N-domain isoform of Angiotensin I converting enzyme as a marker of hypertension: populational study

Abstract

The aim of this paper was to investigate the presence of the urinary 90 kDa N-domain ACE in a cohort of the population from Vitoria, Brazil, to verify its association with essential hypertension since this isoform could be a possible genetic marker of hypertension. Anthropometric, clinical, and laboratory parameters of the individuals were evaluated (n = 1150) and the blood pressure (BP) was measured. The study population was divided according to ACE isoforms in urine as follows: ACE 65/90/190, presence of three ACE isoforms (n = 795), ACE 90(+) (65/90) (n = 186), and ACE 90(-) (65/190) (n = 169) based on the presence (+) or absence (-) of the 90 kDa ACE isoform. The anthropometric parameters, lipid profile, serum levels of uric acid, glucose, and the systolic and diastolic BP were significantly greater in the ACE 90(+) compared with the ACE 90(-) and ACE 65/90/190 individuals. We found that 98% of individuals from the ACE 90(+) group and 38% from the ACE 65/90/190 group had hypertension, compared to only 1% hypertensive individuals in the ACE 90(-) group. There is a high presence of the 90 kDa N-domain ACE isoform (85%) in the studied population. The percentile of normotensive subjects with three isoforms was 62%. Our findings could contribute to the development of new efficient strategy to prevent and treat hypertension to avoid the development of cardiovascular disease.

Figure 1

Chromatography of human urine from normal and hypertensive subjects on DEAE-cellulose. (a1) Normotensive subjects with two peaks with ACE activity corresponding to 190 and 65 kDa ACE; (b1) Hypertensive subjects with two peaks with ACE activity corresponding to 90 and 65 kDa ACE; (c1) Normotensive subjects with three peaks with ACE activity corresponding to 190, 90, and 65 kDa ACE. The dialyzed human urine (100 mL) was applied to a DEAE-cellulose column (1.5 × 10 cm). The column was washed with 20 mM Tris/HCl buffer, pH 7.0, and then eluted (fractions of 4.5 mL) with a linear gradient of 20 mM to 500 mM Tris/HCl buffer, pH 7.0, at a flow rate of 55 mL/h. (∘) Absorbance at 280 nm. (•) ACE activity with HHL as substrate. (□) Conductivity.

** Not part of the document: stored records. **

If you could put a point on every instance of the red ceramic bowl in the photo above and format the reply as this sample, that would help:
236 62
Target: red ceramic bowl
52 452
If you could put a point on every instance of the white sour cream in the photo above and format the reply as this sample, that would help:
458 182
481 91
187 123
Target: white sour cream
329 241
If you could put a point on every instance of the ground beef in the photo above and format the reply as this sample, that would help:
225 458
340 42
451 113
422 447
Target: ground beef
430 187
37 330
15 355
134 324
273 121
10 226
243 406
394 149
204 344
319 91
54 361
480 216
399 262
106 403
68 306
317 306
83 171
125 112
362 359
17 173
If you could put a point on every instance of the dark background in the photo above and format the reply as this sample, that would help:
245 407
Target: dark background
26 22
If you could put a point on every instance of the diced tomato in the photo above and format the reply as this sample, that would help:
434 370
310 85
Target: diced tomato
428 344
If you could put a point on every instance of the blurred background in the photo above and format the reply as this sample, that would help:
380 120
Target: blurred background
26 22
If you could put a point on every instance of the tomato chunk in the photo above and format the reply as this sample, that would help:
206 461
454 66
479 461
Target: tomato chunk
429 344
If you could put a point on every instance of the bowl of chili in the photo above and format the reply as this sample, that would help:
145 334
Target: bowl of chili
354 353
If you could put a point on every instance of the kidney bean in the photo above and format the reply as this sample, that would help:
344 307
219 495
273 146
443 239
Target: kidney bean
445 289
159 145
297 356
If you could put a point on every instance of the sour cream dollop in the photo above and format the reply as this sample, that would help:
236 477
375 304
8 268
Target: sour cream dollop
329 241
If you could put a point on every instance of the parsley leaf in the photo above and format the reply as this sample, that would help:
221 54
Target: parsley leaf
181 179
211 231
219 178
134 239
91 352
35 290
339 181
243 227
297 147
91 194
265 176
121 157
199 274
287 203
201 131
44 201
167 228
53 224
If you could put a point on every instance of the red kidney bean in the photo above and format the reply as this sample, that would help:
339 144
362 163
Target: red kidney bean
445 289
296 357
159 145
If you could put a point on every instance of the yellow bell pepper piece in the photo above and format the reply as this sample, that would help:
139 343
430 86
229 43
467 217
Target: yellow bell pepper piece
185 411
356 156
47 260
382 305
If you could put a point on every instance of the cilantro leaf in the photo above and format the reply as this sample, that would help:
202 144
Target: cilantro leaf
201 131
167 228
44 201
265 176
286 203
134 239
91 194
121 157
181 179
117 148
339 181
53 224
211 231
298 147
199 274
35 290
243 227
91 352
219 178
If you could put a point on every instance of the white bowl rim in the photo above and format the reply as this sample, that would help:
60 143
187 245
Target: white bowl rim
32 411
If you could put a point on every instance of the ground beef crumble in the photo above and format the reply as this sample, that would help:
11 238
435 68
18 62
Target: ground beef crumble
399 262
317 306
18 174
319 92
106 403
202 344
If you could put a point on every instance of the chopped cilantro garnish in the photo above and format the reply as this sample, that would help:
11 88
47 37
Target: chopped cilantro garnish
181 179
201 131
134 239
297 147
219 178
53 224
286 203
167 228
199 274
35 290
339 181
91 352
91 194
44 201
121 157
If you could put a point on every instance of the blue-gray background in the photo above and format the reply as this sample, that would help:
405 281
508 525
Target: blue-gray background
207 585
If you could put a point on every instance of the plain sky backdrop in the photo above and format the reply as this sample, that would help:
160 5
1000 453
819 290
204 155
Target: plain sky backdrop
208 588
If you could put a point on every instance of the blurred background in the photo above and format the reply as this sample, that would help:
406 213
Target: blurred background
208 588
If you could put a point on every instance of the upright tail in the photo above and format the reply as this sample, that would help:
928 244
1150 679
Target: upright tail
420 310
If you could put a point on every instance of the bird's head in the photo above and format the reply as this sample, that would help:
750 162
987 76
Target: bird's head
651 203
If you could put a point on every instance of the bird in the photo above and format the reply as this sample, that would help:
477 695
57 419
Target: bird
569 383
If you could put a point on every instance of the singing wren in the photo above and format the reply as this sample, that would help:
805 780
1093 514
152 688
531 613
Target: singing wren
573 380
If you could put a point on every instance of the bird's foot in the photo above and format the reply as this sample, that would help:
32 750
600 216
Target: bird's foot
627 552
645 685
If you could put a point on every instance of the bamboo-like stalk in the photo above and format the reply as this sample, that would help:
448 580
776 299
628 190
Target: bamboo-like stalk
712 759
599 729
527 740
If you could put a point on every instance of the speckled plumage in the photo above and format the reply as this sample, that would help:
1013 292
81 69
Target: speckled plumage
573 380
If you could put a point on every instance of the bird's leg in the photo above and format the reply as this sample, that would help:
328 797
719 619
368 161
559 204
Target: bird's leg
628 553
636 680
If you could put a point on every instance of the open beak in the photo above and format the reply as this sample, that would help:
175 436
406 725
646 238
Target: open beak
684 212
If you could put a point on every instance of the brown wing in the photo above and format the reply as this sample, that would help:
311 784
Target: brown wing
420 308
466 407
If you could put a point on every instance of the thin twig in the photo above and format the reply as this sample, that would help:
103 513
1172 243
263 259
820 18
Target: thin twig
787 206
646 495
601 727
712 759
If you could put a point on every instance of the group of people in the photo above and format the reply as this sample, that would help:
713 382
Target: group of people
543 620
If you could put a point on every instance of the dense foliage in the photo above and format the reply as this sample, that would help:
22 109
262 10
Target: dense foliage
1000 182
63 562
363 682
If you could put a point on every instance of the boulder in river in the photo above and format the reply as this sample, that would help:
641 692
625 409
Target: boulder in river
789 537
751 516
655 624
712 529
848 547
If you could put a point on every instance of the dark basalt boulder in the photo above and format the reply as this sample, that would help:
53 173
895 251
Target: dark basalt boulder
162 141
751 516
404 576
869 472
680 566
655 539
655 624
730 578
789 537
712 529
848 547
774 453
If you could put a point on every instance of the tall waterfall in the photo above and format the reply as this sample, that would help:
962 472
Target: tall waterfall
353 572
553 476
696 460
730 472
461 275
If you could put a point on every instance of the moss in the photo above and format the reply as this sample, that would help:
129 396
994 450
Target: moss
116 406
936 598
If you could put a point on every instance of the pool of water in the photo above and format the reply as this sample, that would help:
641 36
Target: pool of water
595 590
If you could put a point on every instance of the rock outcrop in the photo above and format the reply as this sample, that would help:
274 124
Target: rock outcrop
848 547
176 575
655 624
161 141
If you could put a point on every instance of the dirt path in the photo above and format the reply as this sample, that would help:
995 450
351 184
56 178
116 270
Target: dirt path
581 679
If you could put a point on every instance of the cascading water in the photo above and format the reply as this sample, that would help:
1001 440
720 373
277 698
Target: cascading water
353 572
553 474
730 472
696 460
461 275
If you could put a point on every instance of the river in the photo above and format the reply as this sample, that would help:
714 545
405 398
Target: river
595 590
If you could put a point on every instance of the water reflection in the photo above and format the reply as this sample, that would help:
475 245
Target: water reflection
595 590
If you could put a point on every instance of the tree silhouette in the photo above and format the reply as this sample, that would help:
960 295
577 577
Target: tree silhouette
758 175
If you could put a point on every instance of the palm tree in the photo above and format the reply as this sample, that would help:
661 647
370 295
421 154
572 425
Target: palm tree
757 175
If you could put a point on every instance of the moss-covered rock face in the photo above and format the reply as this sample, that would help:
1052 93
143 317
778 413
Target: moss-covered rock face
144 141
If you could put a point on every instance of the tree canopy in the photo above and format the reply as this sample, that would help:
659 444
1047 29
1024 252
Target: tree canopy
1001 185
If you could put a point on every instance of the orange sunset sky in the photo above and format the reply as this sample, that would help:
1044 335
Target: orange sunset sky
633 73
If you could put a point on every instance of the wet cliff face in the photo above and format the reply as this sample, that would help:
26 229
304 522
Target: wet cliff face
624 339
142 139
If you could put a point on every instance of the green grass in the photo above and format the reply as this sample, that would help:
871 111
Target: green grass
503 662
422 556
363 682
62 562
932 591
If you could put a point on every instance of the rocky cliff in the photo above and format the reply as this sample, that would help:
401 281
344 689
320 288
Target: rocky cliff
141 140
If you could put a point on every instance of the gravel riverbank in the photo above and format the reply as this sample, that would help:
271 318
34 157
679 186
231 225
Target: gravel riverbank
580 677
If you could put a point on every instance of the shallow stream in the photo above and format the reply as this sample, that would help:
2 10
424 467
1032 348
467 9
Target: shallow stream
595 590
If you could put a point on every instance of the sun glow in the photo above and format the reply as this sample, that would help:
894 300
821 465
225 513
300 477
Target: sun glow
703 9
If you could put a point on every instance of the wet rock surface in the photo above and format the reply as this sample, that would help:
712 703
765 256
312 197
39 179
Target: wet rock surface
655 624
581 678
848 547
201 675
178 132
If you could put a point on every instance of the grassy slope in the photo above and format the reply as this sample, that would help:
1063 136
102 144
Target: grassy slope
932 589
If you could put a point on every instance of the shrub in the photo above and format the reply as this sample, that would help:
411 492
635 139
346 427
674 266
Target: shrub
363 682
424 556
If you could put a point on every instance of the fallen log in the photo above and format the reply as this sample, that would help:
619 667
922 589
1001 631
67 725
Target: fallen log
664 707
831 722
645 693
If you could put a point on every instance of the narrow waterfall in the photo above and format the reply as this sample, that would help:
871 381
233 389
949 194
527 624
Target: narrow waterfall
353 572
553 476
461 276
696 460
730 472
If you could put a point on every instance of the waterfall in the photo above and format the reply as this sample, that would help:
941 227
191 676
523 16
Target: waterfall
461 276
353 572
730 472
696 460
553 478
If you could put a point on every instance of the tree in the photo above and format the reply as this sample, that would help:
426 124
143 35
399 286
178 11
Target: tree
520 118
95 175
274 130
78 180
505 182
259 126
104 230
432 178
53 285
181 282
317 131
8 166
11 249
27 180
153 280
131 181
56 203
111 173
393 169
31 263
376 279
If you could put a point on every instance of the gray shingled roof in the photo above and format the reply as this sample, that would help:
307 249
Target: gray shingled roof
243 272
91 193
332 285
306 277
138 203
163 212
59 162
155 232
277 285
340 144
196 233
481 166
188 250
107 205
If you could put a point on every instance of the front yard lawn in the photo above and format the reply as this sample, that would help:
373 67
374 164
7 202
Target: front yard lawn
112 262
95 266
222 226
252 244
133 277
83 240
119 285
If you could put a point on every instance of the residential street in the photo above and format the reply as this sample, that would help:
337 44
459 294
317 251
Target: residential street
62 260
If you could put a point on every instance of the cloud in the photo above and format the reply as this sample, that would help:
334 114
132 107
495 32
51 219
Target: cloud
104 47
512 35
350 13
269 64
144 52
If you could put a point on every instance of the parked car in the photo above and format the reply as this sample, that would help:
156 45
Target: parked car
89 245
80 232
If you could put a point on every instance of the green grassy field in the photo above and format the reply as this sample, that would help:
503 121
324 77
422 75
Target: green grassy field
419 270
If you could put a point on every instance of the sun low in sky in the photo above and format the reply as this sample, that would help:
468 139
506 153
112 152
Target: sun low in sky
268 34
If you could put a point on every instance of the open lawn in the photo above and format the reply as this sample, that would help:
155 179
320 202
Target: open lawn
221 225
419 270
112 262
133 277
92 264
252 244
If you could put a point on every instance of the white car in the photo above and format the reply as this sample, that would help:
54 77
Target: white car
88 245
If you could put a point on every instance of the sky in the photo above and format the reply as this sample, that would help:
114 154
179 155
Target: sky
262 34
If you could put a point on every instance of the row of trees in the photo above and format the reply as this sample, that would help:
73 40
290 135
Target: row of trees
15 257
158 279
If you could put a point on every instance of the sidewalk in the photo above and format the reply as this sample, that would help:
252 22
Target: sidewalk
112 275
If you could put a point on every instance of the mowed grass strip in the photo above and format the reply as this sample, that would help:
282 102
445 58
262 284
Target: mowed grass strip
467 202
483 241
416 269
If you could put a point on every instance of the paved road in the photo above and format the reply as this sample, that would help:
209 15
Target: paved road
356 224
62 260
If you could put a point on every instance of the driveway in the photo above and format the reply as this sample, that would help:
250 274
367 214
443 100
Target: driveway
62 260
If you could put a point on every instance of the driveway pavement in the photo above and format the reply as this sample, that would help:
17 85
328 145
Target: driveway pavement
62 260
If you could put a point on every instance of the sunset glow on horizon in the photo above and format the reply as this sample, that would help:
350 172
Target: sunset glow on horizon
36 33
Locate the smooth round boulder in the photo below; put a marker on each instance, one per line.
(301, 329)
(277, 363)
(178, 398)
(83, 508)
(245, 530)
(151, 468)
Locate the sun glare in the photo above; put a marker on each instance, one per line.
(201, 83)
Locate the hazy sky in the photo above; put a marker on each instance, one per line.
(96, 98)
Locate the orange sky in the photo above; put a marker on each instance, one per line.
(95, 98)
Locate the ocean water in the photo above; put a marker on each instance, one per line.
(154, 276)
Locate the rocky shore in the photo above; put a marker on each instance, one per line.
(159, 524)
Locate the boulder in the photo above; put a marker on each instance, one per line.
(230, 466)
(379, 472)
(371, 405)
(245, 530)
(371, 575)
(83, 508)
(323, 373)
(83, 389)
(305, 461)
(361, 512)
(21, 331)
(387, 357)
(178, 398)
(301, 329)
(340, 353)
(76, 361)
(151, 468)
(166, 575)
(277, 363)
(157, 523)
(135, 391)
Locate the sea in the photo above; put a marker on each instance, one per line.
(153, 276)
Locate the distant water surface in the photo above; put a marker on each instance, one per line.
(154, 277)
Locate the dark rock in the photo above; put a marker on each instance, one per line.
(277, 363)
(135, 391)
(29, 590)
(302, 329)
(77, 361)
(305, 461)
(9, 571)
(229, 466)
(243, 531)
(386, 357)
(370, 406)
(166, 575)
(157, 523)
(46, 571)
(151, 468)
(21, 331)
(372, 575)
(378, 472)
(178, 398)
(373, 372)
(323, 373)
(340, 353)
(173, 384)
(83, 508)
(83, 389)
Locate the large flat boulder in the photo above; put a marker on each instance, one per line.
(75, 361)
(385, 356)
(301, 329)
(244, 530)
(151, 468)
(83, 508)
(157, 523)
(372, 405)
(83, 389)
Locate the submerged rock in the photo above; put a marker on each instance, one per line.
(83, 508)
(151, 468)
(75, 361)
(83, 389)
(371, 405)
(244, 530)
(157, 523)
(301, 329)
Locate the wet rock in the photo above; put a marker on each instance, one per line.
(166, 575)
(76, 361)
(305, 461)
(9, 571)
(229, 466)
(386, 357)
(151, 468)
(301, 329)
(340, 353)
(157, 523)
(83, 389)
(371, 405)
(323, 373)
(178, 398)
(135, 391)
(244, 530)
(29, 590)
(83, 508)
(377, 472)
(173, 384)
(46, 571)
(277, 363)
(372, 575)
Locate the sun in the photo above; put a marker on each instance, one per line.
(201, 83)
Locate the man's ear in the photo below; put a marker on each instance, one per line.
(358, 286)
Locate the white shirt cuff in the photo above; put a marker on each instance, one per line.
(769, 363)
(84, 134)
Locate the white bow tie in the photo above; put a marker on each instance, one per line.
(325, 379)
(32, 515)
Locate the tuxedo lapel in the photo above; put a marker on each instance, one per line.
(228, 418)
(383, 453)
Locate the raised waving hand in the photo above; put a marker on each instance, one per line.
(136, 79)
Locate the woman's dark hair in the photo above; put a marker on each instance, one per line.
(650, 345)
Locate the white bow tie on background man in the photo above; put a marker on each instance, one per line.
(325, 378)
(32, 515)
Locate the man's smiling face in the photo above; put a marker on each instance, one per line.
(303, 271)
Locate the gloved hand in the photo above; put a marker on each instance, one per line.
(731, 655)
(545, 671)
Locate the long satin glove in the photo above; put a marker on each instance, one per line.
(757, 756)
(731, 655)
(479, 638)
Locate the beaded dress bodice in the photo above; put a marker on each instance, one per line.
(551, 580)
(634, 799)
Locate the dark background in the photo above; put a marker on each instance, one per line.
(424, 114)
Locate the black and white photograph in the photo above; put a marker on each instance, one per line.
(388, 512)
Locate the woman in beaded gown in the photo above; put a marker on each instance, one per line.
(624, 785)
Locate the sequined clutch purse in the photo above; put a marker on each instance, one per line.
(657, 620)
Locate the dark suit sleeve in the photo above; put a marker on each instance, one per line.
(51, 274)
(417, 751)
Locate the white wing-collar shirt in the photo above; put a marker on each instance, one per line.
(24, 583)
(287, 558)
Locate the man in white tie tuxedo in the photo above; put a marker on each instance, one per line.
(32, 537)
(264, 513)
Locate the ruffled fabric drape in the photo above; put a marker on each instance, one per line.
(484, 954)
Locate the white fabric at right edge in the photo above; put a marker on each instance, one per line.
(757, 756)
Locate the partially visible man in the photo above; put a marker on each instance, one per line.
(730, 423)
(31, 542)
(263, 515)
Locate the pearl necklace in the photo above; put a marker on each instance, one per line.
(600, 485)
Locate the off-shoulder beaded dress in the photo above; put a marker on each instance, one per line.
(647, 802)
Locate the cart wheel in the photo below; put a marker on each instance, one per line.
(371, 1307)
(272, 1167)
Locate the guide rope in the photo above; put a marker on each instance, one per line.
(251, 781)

Werstern blotting analysis of urinary ACEs. (a2) Normotensive subjects with 190 and 65 kDa ACE; (b2) Hypertensive subjects with 90 and 65 kDa ACE; (c2) Normotensive subjects with 190, 90, and 65 kDa ACE (as described in Section 2).

Figure 2

Distribution of ACE urinary isoforms and percentile of presence in subjects urine.

Figure 3

(a) Systolic and (b) diastolic blood pressure levels before (solid symbol) and after (open symbol) adjustment for age, gender, race, smoking status, diabetes incidence, antihypertensive use, BMI, waist-to-hip ratio, lipid profile, glucose, uric acid, and urinary sodium excretion. Values are mean ± SEM.